Alex Minor ‘15 co-hosted Open Airwaves for the last two years and has helped organize the event since her freshman year. Minor said she enjoys the event because it’s a really relaxed environment where anyone can perform anything they’d like to.

“The event is less curated than other musical performances are,” she said. “It gives people who play the guitar in their room or sing in the shower a chance to share their talents with the school.”

Minor said Tuesday’s event showcased the widest range of performances she’s seen in the last few years.
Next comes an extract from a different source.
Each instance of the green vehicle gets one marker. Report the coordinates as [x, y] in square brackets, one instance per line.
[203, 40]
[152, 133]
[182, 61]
Tuesday’s event was the first time someone came up to the microphone to perform a piece of stand-up prose and the first time that the top prize was awarded to a spoken word piece, performed by Amira Hegazy ‘15.

“I was shocked to win on Tuesday [as] I have never seen a spoken word act win Open Airwaves,” Hegazy said. “And there were a lot of other really talented performers there as well.”

One of the poems Hegazy read was about being a hate-crime victim.

“I was a little hesitant to share it on such a public platform but I’m really glad I did,” she said.

The event has been held in the Elrod Commons living room for quite some time now and the performing space is well-received by all involved.

“We’ve tried different locations, but the commons lounge is best because of the open atmosphere,” Minor said. “It has more of a coffee-shop feel.”

Some students said they enjoy Open Airwaves because they get to watch student performers whose talents are otherwise unknown.

“There are so many students on campus who I didn’t realize were musically talented in addition to everything else they’re involved in,” Eleni Timas ‘17 said. “It’s nice to see them sharing something they’re passionate about.”

Minor said the event was also a great opportunity for other artistic organizations on campus to advertise and support each other. Chase Flint, ‘15, talked about Muse for a few minutes, W&L’s literary arts magazine.

“It’s nice to see everyone come together instead of all doing their individual thing,” Minor said. “They work really nicely together.”